C'était, en effet, la vieille cité de Champlain, dont les toits de fer-blanc éclataient au soleil comme des réflecteurs. L'Albatros s'était donc élevé jusqu'au quarante-sixième degré de latitude nord — ce qui expliquait l'avance prématurée du jour et la prolongation anormale de l'aube.

Oui, reprit Phil Evans, voilà bien la ville en amphithéâtre., la colline qui porte sa citadelle, ce Gibraltar de l'Amérique du Nord! Voici les cathédrales an glaise et française! Voici la douane avec son dôme surmonté du pavillon britannique!

Phil Evans n'avait pas achevé que déjà la capitale du Canada commençait à se réduire dans le lointain. L'aéronef entrait dans une zone de petits nuages, qui dérobèrent peu à peu la vue du sol.

Robur, voyant alors que le président et le secrétaire du Weldon-Institute reportaient leur attention sur l'aménagement extérieur de l'Albatros s'approcha et dit:

« Eh bien, messieurs, croyez-vous à la possibilité de la locomotion aérienne au moyen des appareils plus lourds que l'air? »

Il eût été difficile de ne pas se rendre à l'évidence. Cependant Uncle Prudent et Phil Evans ne répondirent pas.

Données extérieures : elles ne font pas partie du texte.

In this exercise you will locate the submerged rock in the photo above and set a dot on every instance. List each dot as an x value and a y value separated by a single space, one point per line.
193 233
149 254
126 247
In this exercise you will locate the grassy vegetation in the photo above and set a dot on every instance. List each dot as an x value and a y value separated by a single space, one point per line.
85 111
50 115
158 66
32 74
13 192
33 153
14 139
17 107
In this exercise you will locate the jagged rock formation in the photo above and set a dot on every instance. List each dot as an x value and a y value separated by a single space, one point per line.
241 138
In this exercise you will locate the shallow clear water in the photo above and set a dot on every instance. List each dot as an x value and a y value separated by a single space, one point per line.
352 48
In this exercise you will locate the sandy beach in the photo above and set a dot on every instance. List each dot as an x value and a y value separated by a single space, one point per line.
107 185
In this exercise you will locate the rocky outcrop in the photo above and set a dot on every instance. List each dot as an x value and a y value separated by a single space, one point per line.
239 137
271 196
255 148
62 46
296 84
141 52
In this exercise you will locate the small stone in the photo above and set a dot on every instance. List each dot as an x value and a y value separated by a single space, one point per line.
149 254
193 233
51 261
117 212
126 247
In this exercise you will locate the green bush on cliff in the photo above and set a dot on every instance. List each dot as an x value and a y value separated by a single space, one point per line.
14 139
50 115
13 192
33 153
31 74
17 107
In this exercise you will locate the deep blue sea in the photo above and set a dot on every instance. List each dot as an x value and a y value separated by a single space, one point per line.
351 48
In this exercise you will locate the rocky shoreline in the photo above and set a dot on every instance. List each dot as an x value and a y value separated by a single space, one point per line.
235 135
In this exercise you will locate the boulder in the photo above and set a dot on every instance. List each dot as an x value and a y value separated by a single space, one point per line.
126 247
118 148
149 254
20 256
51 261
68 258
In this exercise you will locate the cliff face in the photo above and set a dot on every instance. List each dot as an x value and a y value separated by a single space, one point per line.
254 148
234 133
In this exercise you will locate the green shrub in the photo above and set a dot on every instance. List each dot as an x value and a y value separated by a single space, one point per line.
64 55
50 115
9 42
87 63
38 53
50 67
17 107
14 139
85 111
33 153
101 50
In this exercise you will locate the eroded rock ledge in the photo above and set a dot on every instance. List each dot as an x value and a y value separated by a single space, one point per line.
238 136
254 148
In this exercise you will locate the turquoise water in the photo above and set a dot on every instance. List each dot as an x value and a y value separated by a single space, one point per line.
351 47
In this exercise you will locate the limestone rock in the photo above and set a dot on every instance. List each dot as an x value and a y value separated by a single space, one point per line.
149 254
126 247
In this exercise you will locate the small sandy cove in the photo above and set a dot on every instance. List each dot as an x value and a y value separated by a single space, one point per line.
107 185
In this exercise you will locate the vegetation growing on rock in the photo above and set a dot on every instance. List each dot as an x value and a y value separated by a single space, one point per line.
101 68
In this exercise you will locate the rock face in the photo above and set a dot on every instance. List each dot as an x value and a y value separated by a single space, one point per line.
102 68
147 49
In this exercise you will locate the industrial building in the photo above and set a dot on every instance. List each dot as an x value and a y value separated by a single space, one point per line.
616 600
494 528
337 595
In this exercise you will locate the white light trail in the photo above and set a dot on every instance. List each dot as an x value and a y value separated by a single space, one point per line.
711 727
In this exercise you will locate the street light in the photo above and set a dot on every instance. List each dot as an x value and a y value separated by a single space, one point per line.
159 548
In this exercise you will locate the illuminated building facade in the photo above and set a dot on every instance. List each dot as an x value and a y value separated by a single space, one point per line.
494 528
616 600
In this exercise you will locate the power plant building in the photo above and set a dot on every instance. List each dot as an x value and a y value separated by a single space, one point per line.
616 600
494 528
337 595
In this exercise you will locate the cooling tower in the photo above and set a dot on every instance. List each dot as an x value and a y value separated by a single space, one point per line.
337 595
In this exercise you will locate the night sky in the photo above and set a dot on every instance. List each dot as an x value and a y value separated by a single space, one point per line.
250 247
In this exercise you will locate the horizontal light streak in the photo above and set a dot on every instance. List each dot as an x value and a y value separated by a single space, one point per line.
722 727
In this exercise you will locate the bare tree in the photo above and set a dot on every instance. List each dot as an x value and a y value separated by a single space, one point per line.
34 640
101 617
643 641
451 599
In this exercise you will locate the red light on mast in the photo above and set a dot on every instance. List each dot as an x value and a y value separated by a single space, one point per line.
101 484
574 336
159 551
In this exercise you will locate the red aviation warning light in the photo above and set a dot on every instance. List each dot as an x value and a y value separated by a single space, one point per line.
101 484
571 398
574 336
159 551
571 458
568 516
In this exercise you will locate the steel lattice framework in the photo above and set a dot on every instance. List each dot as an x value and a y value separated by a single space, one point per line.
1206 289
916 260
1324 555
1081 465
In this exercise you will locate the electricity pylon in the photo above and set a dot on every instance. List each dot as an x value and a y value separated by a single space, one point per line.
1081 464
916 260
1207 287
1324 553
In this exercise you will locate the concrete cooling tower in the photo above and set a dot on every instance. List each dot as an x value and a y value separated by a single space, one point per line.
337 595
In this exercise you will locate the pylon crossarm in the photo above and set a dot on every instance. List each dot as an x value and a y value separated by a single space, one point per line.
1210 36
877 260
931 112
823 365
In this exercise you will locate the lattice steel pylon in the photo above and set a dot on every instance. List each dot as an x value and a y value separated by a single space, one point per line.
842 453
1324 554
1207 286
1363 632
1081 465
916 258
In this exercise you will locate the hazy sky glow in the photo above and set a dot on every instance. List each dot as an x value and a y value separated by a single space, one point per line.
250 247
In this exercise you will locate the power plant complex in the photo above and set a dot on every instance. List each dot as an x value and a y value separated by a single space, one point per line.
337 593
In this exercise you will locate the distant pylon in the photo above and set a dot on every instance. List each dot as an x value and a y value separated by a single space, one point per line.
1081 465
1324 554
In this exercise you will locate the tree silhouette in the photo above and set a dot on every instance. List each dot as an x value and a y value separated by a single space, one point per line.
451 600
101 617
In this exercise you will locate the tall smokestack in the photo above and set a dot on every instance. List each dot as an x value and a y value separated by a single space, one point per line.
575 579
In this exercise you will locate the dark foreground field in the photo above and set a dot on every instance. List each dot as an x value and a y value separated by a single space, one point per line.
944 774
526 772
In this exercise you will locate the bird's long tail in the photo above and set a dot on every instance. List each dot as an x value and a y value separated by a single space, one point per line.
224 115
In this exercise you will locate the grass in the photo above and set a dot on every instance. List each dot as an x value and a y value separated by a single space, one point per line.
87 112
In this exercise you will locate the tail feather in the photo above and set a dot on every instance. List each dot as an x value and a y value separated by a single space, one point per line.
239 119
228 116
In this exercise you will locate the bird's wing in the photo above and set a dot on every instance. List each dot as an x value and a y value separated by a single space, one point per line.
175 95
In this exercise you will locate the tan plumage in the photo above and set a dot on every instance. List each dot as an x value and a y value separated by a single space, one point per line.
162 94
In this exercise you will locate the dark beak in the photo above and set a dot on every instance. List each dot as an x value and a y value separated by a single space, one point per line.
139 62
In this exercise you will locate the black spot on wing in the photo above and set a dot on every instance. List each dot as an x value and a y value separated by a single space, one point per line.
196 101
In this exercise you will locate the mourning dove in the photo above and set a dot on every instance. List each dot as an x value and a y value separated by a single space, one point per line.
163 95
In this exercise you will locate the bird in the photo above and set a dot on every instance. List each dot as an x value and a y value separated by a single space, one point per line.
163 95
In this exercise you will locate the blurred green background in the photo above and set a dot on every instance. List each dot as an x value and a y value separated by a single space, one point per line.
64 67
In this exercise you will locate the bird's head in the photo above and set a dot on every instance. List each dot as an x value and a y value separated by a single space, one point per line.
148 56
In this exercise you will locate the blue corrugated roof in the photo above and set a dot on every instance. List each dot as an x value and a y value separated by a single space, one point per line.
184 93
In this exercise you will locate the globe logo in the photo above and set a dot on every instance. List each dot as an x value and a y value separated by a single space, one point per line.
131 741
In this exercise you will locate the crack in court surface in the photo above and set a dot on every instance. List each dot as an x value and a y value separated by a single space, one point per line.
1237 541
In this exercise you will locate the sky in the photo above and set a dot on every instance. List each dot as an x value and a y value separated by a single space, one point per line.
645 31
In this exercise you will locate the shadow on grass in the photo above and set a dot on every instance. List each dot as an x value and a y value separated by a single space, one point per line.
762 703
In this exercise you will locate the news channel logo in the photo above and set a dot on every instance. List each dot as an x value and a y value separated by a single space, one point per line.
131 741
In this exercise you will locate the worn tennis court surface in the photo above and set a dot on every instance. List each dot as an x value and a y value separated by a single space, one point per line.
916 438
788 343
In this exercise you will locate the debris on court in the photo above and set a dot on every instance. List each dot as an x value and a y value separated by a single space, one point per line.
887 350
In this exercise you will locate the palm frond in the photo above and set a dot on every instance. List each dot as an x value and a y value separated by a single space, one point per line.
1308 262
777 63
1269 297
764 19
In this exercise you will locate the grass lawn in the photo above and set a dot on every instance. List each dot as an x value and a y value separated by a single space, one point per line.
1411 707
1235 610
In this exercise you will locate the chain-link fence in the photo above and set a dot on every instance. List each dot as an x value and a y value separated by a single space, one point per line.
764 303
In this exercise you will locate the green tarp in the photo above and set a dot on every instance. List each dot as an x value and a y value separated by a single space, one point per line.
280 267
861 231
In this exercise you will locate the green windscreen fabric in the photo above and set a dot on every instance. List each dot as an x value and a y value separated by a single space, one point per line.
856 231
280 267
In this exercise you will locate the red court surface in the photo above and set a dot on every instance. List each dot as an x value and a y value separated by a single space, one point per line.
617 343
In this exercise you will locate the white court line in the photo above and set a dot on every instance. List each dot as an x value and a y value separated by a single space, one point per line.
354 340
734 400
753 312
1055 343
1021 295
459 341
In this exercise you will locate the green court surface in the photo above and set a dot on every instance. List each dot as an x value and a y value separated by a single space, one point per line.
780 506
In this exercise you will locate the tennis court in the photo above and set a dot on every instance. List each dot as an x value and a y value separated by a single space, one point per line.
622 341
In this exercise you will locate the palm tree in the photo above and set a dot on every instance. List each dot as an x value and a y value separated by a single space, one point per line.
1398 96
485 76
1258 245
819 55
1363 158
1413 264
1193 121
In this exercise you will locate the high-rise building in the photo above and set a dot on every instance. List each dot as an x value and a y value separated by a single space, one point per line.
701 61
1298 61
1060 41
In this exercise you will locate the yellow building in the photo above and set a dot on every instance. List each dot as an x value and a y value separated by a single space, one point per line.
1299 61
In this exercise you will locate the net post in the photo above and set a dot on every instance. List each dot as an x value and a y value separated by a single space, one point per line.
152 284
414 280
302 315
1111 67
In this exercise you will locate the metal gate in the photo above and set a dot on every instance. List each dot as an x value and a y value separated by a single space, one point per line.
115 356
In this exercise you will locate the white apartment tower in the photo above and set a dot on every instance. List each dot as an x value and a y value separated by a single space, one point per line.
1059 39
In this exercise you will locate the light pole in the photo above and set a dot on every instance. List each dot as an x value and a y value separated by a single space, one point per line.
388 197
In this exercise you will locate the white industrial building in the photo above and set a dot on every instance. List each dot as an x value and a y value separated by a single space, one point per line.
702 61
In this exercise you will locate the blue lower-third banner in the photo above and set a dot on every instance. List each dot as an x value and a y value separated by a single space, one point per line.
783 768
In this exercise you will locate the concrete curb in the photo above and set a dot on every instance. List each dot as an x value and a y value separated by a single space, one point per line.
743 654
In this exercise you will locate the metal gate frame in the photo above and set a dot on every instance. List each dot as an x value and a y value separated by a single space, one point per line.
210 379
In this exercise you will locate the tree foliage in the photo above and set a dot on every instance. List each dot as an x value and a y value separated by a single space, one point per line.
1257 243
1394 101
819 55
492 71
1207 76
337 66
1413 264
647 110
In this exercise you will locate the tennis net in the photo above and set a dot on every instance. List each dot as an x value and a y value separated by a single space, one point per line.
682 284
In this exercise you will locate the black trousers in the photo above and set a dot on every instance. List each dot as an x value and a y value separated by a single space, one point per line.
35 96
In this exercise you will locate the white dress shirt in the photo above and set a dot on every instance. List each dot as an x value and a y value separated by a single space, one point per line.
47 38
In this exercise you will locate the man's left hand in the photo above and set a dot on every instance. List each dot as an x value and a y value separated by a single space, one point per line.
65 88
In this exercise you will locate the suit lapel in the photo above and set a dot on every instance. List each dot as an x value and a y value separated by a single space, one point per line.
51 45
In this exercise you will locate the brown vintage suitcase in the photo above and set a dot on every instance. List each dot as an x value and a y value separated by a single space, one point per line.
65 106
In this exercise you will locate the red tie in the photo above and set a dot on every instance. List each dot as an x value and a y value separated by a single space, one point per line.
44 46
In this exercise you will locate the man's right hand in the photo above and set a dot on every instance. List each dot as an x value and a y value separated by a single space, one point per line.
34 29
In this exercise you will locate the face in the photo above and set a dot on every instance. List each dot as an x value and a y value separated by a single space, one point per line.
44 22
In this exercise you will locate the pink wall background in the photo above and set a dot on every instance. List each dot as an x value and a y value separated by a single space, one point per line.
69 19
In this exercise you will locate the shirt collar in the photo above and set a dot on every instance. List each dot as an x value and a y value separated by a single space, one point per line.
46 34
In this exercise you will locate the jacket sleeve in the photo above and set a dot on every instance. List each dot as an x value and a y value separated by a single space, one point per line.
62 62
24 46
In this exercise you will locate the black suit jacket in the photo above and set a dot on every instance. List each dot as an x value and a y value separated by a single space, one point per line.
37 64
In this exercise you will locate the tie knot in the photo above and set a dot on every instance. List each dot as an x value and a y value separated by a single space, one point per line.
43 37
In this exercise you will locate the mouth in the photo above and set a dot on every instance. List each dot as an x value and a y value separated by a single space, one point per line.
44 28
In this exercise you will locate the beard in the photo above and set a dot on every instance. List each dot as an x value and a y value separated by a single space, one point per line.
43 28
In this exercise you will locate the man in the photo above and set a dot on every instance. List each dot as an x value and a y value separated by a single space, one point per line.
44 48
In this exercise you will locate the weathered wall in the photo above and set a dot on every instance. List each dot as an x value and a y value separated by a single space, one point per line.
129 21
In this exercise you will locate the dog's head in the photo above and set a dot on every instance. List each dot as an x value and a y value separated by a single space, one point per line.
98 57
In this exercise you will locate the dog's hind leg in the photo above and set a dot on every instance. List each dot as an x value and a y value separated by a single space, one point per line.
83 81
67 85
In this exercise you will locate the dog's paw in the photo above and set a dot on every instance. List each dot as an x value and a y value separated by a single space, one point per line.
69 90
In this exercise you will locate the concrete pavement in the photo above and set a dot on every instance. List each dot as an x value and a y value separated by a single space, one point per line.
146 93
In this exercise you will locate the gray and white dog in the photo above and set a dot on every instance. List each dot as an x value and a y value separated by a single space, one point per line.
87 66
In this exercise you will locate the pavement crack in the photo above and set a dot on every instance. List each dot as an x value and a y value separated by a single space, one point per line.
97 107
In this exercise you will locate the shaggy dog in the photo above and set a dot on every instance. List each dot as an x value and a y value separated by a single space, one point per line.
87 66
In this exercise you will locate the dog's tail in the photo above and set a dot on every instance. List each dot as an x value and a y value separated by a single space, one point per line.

« Vous vous taisez? reprit l'ingénieur. Sans doute, c'est la faim qui vous empêche de parler!... Mais, si je me suis chargé de vous transporter dans l'air, croyez que je ne vous nourrirai pas de ce fluide peu nutritif. Votre premier déjeuner vous attend. »

Comme Uncle Prudent et Phil Evans sentaient la faim les aiguillonner vivement, ce n'était pas le cas de faire des cérémonies.